Again, Vines stands out among some other LGBTQ-affirming Christians because he makes the case for a high sexual ethic for people who are heterosexual or homosexual.
“What many affirming Christians are arguing for is not an anything-goes attitude toward sexual ethics, but specifically for the church to bless and affirm monogamous, covenantal same-sex relationships,” he said. “Yes, to make a change, to include something, to recognize that something once seen as intrinsically wrong, that actually it’s not intrinsically wrong, but not just to say, ‘Hey, no more boundaries, no more rules.’ That’s not what we’re doing at all.”

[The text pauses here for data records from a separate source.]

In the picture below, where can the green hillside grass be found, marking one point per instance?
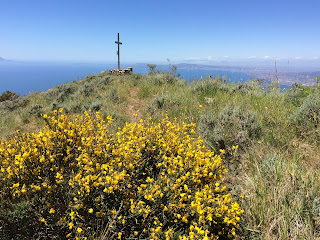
(271, 139)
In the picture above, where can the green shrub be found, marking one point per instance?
(36, 110)
(7, 95)
(233, 126)
(113, 95)
(306, 118)
(16, 103)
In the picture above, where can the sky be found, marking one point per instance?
(153, 31)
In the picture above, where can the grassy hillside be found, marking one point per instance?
(271, 139)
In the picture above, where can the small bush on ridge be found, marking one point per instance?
(232, 127)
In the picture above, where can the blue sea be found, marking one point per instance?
(24, 78)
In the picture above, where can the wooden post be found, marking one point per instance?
(119, 43)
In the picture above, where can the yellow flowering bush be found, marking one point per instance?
(149, 180)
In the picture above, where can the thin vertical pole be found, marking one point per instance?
(118, 52)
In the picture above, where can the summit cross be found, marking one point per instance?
(118, 52)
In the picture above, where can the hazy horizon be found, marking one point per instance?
(204, 32)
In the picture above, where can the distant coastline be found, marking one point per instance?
(24, 78)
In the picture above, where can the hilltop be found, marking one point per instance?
(270, 138)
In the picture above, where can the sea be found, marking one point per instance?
(25, 78)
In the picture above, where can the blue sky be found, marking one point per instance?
(152, 31)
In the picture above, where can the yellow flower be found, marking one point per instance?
(70, 225)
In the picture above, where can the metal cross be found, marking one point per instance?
(119, 43)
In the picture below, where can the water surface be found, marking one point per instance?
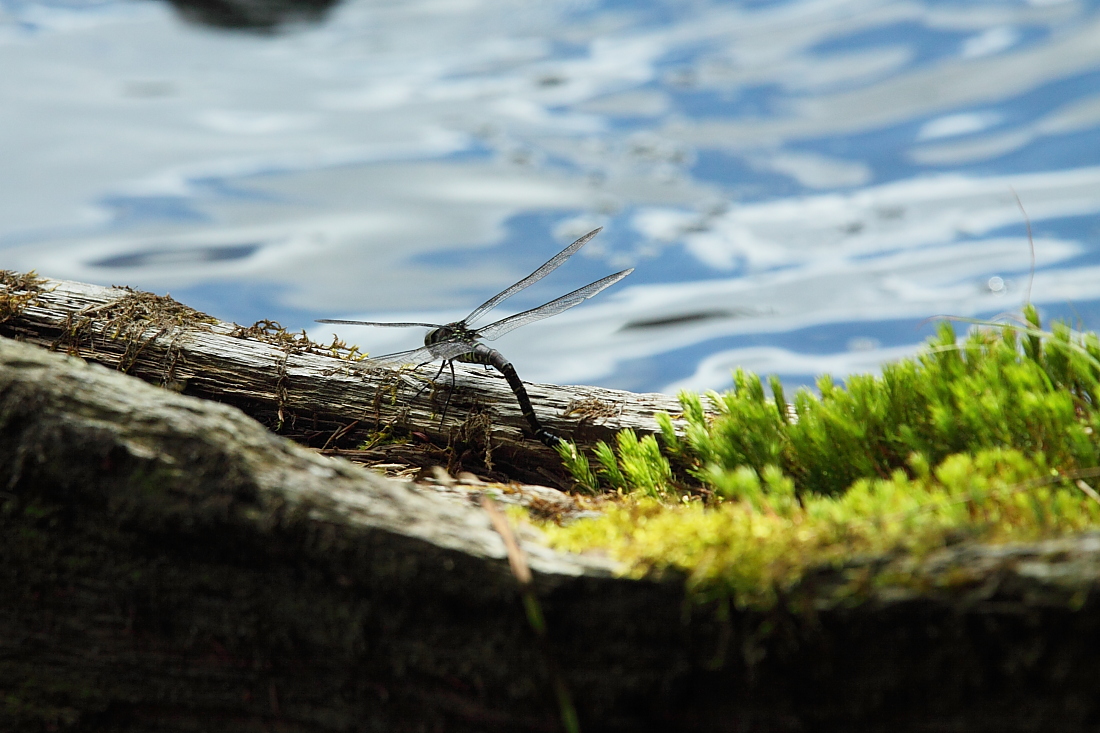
(800, 185)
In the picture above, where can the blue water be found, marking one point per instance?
(800, 186)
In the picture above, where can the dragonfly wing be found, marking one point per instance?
(564, 303)
(534, 277)
(371, 323)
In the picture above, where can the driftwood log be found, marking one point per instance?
(319, 395)
(171, 565)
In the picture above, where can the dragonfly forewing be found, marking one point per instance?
(564, 303)
(548, 267)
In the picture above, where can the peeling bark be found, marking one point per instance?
(318, 395)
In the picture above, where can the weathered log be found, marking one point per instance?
(322, 396)
(168, 565)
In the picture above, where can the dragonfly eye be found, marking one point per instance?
(437, 335)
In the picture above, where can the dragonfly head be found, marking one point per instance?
(457, 331)
(437, 335)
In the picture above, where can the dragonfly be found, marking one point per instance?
(460, 341)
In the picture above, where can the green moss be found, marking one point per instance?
(989, 438)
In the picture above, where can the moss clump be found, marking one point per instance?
(18, 292)
(272, 331)
(991, 438)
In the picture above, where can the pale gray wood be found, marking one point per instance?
(314, 395)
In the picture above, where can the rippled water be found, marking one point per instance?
(800, 185)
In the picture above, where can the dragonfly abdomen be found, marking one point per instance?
(483, 354)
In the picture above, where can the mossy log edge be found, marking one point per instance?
(169, 565)
(297, 389)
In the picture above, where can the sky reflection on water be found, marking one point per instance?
(801, 185)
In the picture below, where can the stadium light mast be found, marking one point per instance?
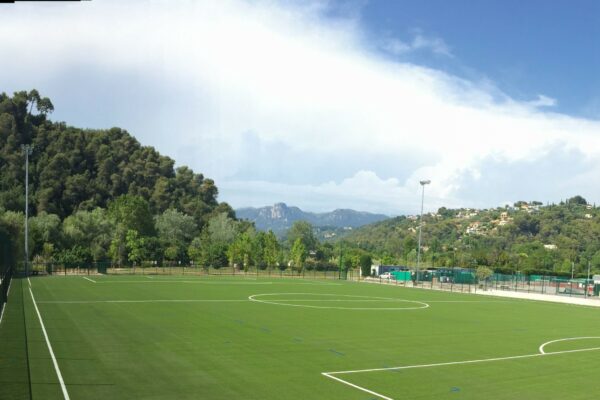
(27, 150)
(423, 183)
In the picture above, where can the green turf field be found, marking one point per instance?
(179, 337)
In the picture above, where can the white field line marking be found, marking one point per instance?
(142, 301)
(356, 386)
(198, 281)
(60, 379)
(2, 313)
(541, 349)
(540, 354)
(281, 302)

Again, it’s hard to out-orthodox Matthew Vines. If you’re looking for a book that makes a solid biblical case for covenantal same-sex relations, God and the Gay Christian is it. There are other gay Christians and allies who make more expansive cases — see Brandan Robertson’s new book Queer & Christian, for example — but the starting point to the biblical exegesis remains God and the Gay Christian.
And now we have an updated version of this essential volume with an updated introduction, two new chapters and two new appendices.
We all have nonaffirming friends who demand detailed debate over the Bible before they’ll accept any gay or lesbian people in the church. They want to debate the issue to death. Introduce them to Matthew Vines. He will meet them point by point.
The video of his presentation last fall is online and available for free. Share that with anyone and everyone. And then hand them a copy of the updated and expanded God and the Gay Christian.
Mark Wingfield serves as executive director and publisher of Baptist News Global. He is the author of five books, including Honestly: Telling the Truth About the Bible and Ourselves.